El Salvador buys 500 bitcoins as the cryptocurrency market continues

El Salvador President Nayib Bukele gestures during his speech at the closing ceremony of the Latin Bitcoin (LaBitConf) conference in Mizata Beach, El Salvador, where he announced “Bitcoin City” on November 20, 2021.

Marvin Recinos | AFP | Getty Images

El Salvador just added another $ 15.5 million bitcoin to its balance sheet, as the world’s most popular cryptocurrency continues to sell.

In a tweet on MondayPresident Nayib Bukele revealed that the country bought the downside, adding another 500 bitcoins to the government’s coffers.

It is El Salvador’s largest coin purchase since then started adding digital currency to its balance sheet in September 2021 – the same month it became the first country to adopt bitcoin as legal tender, alongside the US dollar.

Bitcoin has dropped more than 8% in the past 24 hours and is nearly 55% off its November all-time high.

El Salvador bought bitcoin at an average price of $ 30,744, according to the president’s tweet.

The country’s total reserve is up to 2,301 bitcoins, which is about $ 71.7 million at current prices, based on data tracked by Bloomberg.

This is the latest in a series of declines over the past nine months, in which President Bukele – who tied his political destiny to the success of the country’s bitcoin experiment – doubled his bitcoin bet as the cryptocurrency market plummets. .

The country’s decision to lean on bitcoin is not without skeptics, a contingent that has gained momentum in recent months.

For months, the International Monetary Fund has been discussing Bukele’s bitcoin experiment.

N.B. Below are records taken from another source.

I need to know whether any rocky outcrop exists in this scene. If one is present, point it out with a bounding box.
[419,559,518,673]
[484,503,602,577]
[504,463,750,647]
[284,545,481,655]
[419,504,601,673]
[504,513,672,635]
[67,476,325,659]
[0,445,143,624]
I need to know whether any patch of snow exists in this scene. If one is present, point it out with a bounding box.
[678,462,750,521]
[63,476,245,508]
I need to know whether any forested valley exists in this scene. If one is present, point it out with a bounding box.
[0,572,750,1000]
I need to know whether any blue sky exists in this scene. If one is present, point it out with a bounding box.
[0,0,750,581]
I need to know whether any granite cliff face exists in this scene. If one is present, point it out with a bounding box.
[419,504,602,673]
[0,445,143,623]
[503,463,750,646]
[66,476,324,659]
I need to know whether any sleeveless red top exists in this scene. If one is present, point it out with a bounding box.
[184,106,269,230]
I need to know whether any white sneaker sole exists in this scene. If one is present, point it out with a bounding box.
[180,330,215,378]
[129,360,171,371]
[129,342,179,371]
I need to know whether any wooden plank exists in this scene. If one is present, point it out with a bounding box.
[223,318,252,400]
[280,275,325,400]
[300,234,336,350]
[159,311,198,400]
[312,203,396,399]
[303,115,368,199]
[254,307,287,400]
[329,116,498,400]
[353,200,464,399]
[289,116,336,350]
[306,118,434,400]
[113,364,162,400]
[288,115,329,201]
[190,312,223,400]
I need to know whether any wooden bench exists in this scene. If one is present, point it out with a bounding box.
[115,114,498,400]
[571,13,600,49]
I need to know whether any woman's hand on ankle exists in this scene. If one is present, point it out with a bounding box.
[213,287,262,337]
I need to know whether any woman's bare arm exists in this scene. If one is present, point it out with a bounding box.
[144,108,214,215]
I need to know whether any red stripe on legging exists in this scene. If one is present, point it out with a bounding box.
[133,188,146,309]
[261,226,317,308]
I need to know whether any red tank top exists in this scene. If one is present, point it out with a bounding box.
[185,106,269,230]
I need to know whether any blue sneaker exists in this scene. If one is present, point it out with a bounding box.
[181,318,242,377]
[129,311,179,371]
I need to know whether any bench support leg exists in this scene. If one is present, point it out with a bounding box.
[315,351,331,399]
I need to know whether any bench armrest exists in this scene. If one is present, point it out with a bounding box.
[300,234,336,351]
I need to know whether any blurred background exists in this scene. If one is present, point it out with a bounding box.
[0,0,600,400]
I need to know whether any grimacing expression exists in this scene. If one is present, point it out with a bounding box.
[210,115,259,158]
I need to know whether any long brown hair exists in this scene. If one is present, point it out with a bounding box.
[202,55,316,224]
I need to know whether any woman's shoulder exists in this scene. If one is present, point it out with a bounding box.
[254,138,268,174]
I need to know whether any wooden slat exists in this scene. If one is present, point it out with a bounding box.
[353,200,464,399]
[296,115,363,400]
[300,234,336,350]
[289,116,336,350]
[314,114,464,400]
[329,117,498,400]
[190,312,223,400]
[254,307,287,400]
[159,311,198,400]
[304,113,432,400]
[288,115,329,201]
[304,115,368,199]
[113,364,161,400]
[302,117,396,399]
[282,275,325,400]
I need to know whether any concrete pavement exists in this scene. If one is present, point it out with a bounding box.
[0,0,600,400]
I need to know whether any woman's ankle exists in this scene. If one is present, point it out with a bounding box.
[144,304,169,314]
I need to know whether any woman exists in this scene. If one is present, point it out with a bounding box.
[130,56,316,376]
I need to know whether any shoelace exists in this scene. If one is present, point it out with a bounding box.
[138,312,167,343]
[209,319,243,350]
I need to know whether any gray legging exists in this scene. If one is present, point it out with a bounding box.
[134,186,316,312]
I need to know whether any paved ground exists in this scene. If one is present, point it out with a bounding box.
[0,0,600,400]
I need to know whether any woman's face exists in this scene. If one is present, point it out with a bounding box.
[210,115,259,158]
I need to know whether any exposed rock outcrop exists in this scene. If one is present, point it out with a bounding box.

In Januarythe IMF pushed El Salvador to abandon bitcoin as legal tender.

IMF directors “stressed that there are major risks associated with the use of bitcoin for financial stability, financial integrity and consumer protection, as well as associated potential tax liabilities.”

The report, which was released after bilateral talks with El Salvador, continued to “urge” the authorities to narrow the scope of its bitcoin law by removing bitcoin’s status as a fiat currency.

The IMF report went on to say that some directors had expressed concern about the risks associated with issuing bitcoin-backed bonds, referring to the president plan to raise $ 1 billion via a “Bitcoin Bond” in collaboration with Blockstream, an infrastructure company for digital resources. However, that bond offering was put on hold in March due to “unfavorable market conditions”. according to finance minister Alejandro Zelaya.

Part of El Salvador’s nationwide transition in bitcoin also involved the launch of a national virtual wallet called Chivo that offers free transactions and allows for quick cross-border payments. For a country where 70% of citizens do not have access to traditional financial services, Chivo wants to offer a convenient access ramp to those who have never been part of the banking system.

IMF directors agreed that the Chivo e-wallet could facilitate digital means of payment, thus helping to “promote financial inclusion”, although they stressed the need for “rigorous regulation and supervision”. Many Salvadorans have reported cases of identity theft, in which hackers use their national identification number to open a Chivo e-wallet, in order to claim the free $ 30 worth of bitcoin offered by the government as an incentive.

A relationship published in April by the US National Bureau of Economic Research also showed that only 20% of those who downloaded the wallet continued to use it after spending the $ 30 bonus. The research was based on a “representative survey. nationwide “which involved 1,800 families.

El Salvador has been trying since early 2021 to secure a $ 1.3 billion loan from the IMF, an effort that seems to have turned sour on this bitcoin line.

The country will have to find another support to support its finances. The IMF expects that, under current policies, public debt will rise to 96% of GDP by 2026, putting the country on “an unsustainable path”.